What are deepfakes? How and why they work
Deepfakes are fake videos or audio recordings that look and sound just like the real thing. Once the bailiwick of Hollywood special effects studios and intelligence agencies producing propaganda, like the CIA or GCHQ's JTRIG directorate, today anyone can download deepfake software and create convincing fake videos in their spare time.
So far, deepfakes have been limited to amateur hobbyists putting celebrities' faces on porn stars' bodies and making politicians say funny things. However, it would be just as easy to create a deepfake of an emergency alert warning an attack was imminent, or destroy someone's marriage with a fake sex video, or disrupt a close election by dropping a fake video or audio recording of one of the candidates days before voting starts.

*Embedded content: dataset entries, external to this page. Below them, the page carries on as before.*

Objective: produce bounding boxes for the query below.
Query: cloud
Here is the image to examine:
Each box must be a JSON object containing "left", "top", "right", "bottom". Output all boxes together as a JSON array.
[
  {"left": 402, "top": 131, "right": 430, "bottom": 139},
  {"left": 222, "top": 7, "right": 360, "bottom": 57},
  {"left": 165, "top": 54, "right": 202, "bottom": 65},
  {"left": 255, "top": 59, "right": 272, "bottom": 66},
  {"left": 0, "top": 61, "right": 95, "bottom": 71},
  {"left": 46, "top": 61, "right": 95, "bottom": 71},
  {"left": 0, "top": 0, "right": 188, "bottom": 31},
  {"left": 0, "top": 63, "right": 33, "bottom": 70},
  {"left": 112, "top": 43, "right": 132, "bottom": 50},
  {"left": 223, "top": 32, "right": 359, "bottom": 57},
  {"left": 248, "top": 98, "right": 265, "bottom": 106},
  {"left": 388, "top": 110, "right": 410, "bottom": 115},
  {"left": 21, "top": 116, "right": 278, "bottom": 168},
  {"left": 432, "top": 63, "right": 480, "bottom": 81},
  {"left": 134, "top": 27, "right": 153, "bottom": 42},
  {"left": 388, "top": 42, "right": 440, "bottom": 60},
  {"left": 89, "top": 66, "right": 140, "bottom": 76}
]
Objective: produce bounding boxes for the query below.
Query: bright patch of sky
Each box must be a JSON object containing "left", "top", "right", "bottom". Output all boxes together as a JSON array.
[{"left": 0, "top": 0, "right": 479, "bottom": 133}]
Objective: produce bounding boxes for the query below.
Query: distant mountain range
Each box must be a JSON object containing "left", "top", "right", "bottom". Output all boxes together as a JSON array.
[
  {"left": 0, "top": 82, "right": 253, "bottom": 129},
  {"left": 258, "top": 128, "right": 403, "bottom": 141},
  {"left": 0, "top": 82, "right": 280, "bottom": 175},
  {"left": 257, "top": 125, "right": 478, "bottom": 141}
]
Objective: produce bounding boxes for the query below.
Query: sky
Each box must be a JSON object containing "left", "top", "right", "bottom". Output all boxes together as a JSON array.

This makes a lot of people nervous, so much so that Marco Rubio, the Republican senator from Florida and 2016 presidential candidate, called them the modern equivalent of nuclear weapons. "In the old days," he told an audience in Washington a couple weeks ago, "if you wanted to threaten the United States, you needed 10 aircraft carriers, and nuclear weapons, and long-range missiles. Today, you just need access to our internet system, to our banking system, to our electrical grid and infrastructure, and increasingly, all you need is the ability to produce a very realistic fake video that could undermine our elections, that could throw our country into tremendous crisis internally and weaken us deeply."